SET NAMES 'ISO-8859-15' schluckt meine MySQL 4.0 Datenbank bei 1&1 nicht  scheinbar kann die das nicht.

Gruß
Laura


----------



## kuddeldaddeldu (4. März 2008)

Hi,

hm, eigentlich kann MySQL4.0 kein UTF-8... 
Was brauchst Du denn jetzt eigentlich? UTF-8, ISO-8859-15 oder ISO-8859-1?
Wichtig ist eigentlich nur (außer, dass natürlich alle benötigten Zeichen enthalten sein müssen), dass Du wirklich überall die gleiche Kodierung verwendest. Wenn Du in Deinen PHP-Scripten Umlaute hast, musst Du auch die Scripte in der Kodierung speichern, in der Du den Content auslieferst (mit der header-Funktion).

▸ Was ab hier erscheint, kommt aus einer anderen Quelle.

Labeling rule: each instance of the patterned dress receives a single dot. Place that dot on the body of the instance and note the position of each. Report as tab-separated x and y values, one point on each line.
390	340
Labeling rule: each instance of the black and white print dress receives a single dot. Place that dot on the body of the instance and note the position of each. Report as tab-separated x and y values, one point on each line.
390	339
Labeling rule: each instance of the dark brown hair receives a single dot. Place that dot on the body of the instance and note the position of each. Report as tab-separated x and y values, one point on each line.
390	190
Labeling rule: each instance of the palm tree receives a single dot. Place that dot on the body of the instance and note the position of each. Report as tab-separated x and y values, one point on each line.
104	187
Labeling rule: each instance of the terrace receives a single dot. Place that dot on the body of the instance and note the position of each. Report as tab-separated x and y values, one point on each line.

Dann musst Du dafür sorgen, dass Formulardaten in dieser Kodierung übertragen werden und die Datenbankverbindung genauso eingestellt ist.

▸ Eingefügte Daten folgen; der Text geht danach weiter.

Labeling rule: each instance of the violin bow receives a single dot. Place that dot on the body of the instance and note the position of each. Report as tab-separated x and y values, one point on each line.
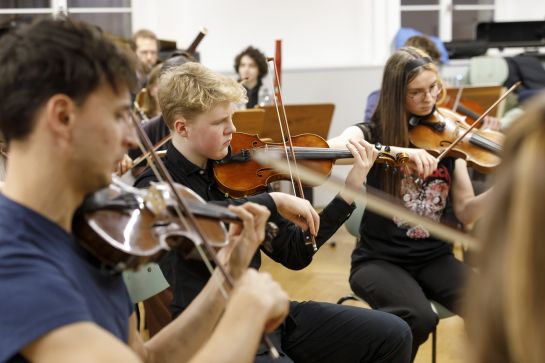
144	156
460	138
374	199
188	219
458	98
289	151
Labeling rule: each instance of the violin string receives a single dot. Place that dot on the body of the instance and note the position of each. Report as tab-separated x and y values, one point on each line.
280	123
486	143
458	98
301	194
461	137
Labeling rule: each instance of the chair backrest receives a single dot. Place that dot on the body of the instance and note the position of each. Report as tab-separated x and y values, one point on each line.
145	282
352	224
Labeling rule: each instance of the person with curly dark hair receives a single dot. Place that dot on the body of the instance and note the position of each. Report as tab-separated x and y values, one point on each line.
251	67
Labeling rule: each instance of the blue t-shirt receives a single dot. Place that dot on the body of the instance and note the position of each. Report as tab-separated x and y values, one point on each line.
47	280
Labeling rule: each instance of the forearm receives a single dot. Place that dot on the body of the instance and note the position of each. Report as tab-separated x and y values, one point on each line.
236	338
474	207
340	141
181	339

> SET NAMES 'ISO-8859-15' schluckt meine MySQL 4.0 Datenbank bei 1&1 nicht



Schlägt der Query fehl oder woran machst Du das fest?

LG


----------



## jake (16. Februar 2010)

Danke DataFox !

ini_set('default_charset', 'UTF-8'); 

das war der Bringer!

Ich hatte das Problem, dass meine Seite mit deaktivierem Cache und F5 mal zwischen uft8 und iso geswitcht hat.

Grüße


----------